Scrabble, for serious players, is more of an obsession than a game. A serious Scrabbler will literally memorize the dictionary. I for one, during what had to have been in retrospect an incredibly boring period of my life, memorized all of the two and three letter words. Let me tell you, knowing that “Xi”, “Xu” and “Za” are words is a definite advantage when playing with normal people. The problem is that you don’t get to meet too many normal people if you are spending your time memorizing two and three letter words.
With these new rules, however, normal people can play with any serious Scrabble player, no matter how many words he or she has memorized. Who can compete with individuals who have a life time’s worth of brand names from Audi to Zantac permanently imbedded in their brains? And what about first and last names; forget memorizing the dictionary, just memorize the phone book.

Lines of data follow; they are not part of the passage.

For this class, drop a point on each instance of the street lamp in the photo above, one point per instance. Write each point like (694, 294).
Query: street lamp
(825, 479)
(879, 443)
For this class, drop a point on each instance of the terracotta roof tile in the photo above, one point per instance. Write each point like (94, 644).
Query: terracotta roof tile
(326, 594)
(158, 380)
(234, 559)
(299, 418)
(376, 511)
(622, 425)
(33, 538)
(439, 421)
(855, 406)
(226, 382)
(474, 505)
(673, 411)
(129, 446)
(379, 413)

What’s next; foreign words, acronyms and abbreviations? Let them all in and the game will collapse under the sheer weight of an infinite number of words.

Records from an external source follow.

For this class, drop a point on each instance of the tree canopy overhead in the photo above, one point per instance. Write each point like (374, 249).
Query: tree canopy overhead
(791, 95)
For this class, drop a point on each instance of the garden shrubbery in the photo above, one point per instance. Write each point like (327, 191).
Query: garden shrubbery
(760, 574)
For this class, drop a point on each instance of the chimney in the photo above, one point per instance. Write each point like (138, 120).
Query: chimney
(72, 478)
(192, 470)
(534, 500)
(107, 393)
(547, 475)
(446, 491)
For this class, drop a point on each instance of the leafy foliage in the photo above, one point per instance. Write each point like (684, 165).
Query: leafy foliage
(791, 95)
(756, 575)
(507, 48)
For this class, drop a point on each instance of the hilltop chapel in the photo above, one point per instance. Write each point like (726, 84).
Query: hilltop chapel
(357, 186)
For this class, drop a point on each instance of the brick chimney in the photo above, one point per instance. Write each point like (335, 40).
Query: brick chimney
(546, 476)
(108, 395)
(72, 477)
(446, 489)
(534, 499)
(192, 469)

Well, it appears that, despite all the hoo-hah, it may all be just a false alarm. Scrabble enthusiasts can put down those paper bags and stop hyperventilating.
According to reporter Daniel Terdiman of CNET, it may all just be a publicity stunt. As he puts it, “According to John Williams, the executive director of the National Scrabble Association, the news is just not true.” Williams goes on to state that “… Mattel, which owns the rights to Scrabble in England, is going to release a completely new version of the game there called Scrabble Trickster, in which anything goes...It's nothing more than a PR ploy by Mattel… Mattel has since confirmed that the new version will in fact be called Scrabble Trickster.”
Never mind. Now back to memorizing the dictionary.
Editor’s Note: Richard Gottlieb is an international toy consultant. You can learn more about his work and his business, Richard Gottlieb’s USA Toy Experts, here.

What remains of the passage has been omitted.